Parallaxenmessungen mit Strecken auf der Erde als Basis ermöglichten auch die Bestimmung der Entfernungen zu den Planeten, insbesondere aber zur Sonne (Astronomische Einheit). Das dritte Keplersche Gesetz ermöglicht, alle Entfernungen im Planetensystem auszurechnen, aber eine muss gemessen werden.

Die erste genauere Werte lieferten Parallaxenmessungen am Mars (Ende 17. Jhd., auf Expeditionen), man kam auf maximal 140 Millionen km. Bessere Werte bekam man durch Venusdurchgänge.

 

Wie weit ist es bis zu den Sternen?

F. W. Bessel gelang es 1838 die Parallaxe des schwachen Sterns 61 im Schwan zu 0,3" zu bestimmen. Dies bedeutete eine damals unglaubliche Entfernung von 10 Lichtjahren.

 
 

 Woher kommt unser Wissen über die Sterne?

Die Sterne liegen nicht auf einer Kugelschale .

Hinweise dafür:

Sterne sind Sonnen , nur weiter weg

Spektralanalyse (19. Jhd.): Sternspektren zeigen die gleichen Elemente, wie sie auf der Sonne bzw. auf der Erde vorkommen. Auch die Temperaturen lassen sich abschätzen.

Sterne haben einen " Lebenslauf "

Wir können die vielen verschiedenen Erscheinungsformen von Sternen in ein Sternmodell einfügen, das eine dynamische Entwicklung beinhaltet. Prinzipiell wird ein Stern von zwei Kräften beherrscht: Der Gasdruck aus seinem Inneren (Folge der Kernfusion) und dem Gravitationsdruck.

 

Wie entstand das Wissen über unsere Milchstraße?

Das Band unserer Milchstraße zeigt im Teleskop betrachtet immer mehr Einzelsterne.

Alle Sterne die wir sehen gehören zu dieser Galaxie (ca. 100 Milliarden). Wenn wir in das Band schauen, sehen wir in die Scheibe hinein, in Richtung höherer Sternenkonzentration.

Unsere Sonne liegt eher am Rand . H. Shapley vermaß zu Beginn unseres Jahrhunderts die Verteilung von Kugelsternhaufen. Aus dieser Verteilung schloß er die Randstellung unseres Sonnensystems.
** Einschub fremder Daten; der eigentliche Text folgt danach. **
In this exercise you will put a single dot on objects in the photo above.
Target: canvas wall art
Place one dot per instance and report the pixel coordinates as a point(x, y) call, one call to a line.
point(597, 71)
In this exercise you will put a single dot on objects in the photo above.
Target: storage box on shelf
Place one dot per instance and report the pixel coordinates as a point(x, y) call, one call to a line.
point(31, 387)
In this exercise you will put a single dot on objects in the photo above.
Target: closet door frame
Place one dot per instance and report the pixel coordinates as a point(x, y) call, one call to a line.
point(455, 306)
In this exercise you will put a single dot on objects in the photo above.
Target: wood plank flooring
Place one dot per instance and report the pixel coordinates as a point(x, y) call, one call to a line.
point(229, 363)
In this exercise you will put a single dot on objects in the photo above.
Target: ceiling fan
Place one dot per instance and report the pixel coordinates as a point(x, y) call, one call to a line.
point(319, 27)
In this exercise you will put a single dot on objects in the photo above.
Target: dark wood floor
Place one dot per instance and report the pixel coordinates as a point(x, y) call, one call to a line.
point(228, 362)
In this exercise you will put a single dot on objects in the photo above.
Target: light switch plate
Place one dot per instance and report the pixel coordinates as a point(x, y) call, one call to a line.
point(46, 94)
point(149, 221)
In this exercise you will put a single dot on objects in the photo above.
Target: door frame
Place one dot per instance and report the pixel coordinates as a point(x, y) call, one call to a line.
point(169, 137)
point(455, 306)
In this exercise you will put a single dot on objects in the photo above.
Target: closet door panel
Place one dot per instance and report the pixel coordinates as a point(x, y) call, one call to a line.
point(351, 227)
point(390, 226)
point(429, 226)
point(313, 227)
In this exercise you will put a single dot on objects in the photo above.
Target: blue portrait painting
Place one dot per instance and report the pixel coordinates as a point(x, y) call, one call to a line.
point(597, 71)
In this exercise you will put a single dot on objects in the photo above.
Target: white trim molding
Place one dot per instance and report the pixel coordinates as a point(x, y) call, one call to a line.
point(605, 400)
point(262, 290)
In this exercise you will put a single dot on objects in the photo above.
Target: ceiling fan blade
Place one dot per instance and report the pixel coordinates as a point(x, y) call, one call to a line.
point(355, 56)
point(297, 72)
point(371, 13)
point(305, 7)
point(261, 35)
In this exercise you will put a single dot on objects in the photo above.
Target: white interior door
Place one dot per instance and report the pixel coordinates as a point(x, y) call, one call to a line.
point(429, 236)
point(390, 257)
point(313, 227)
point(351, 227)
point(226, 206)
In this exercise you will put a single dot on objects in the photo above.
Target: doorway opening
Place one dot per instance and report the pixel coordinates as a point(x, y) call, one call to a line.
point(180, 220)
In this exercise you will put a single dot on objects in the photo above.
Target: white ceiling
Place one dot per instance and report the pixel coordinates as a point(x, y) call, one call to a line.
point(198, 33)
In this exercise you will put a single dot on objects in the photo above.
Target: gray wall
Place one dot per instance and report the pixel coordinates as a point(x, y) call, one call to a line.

Bereits vor unserem Jahrhundert gab es Vermutungen, dass viele der " Nebel " nicht in unserer Milchstraße sind, sondern eigene Sternsysteme darstellen. Die Bestätigung erfolgte durch E.P. Hubble, der Teile des Andromedanebels in Einzelsterne auflösen konnte und auch eine erste Entfernungsabschätzung zustande brachte. (ca. 1925).

 
 
 

Ist unser Universum unendlich?
 

 
Die mittelalterliche Welt war begrenzt (eine Kugel), der Sternenhimmel rotierte (im 24 Stunden-Rhythmus) um die Erde.   

Mit Kopernikus entstand die Möglichkeit der Unendlichkeit, die Sterne standen nun still. (siehe Bild: (19), S. 63) 

Newtons Problem : Ein unendliches statisches Universum mit gleichmäßiger Sternverteilung kann nicht stabil sein, es muss infolge der Gravitation in sich zusammenstürzen. 

offener Sternhimmel
 

Olbers Paradoxon : Ein unendliches statisches Universum mit gleichmäßiger Sternverteilung müßte auch in der Nacht taghell sein.

Heutiges (Standard-) Modell : Das Universum ist dynamisch, es dehnt sich aus. Es ist nicht geklärt, ob mit konstanter Geschwindigkeit, verzögert oder sogar beschleunigt. Der Raum muss nicht eben sein (allgemeine Relativitätstheorie), er kann auch in sich gekrümmt sein. Damit wäre ein endliches, aber unbegrenztes Universum möglich.